So what I understand is that only MDI tool which could do VIN relearn to my vehicle. I know a guy who had a workshop own a MDI tool. But the question is, do I really want the old VIN of the HU to reprogarm or what? I am afraid that he break the system while he trying to reflash the new unit


----------



## ChevyGuy (Dec 13, 2014)

jankiez said:


> So what I understand is that only MDI tool which could do VIN relearn to my vehicle.
> I think it's most likely to be successful.
> 
> 
> ...


----------



## jankiez (Nov 14, 2015)

ChevyGuy said:


> I'm thinking that GM will require the old VIN - it's all part of a anti-theft system. I'd think GM would be checking the VIN against stolen cars.

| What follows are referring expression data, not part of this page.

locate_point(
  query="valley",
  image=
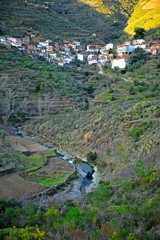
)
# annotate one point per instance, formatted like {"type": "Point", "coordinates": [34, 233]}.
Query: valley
{"type": "Point", "coordinates": [79, 120]}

So, you mean that the old VIN of HU is just only for verification purpose that the HU is not stolen. No old VIN required for software relearn procedures


----------



## ChevyGuy (Dec 13, 2014)

From what I've seen from other sales, the seller provides the VIN - so I suspect it is required.


----------



## obermd (Mar 3, 2012)

Consider the VIN to be the password. You need the old password (VIN) to unlock the system. Then you change the password (VIN) to your car's VIN.


----------



## jankiez (Nov 14, 2015)

I am now in the official dealership. It is the third one I went to. But unfortunately they cannot help reprogramming the radio unit. I am very upset


----------



## astroe (Nov 22, 2015)

Would anyone have any idea of what my chances are in an Australian context?
I assume I have to find a mechanic that has an "MDI" thing?

I actually went one step higher than you, my car came stock with the one you were trying to install, but I wanted to upgrade to the one with the touchscreen and GPS / sat nav unit from later models. Oh well, if it doesn't work out I guess it's just $400 thrown away.


----------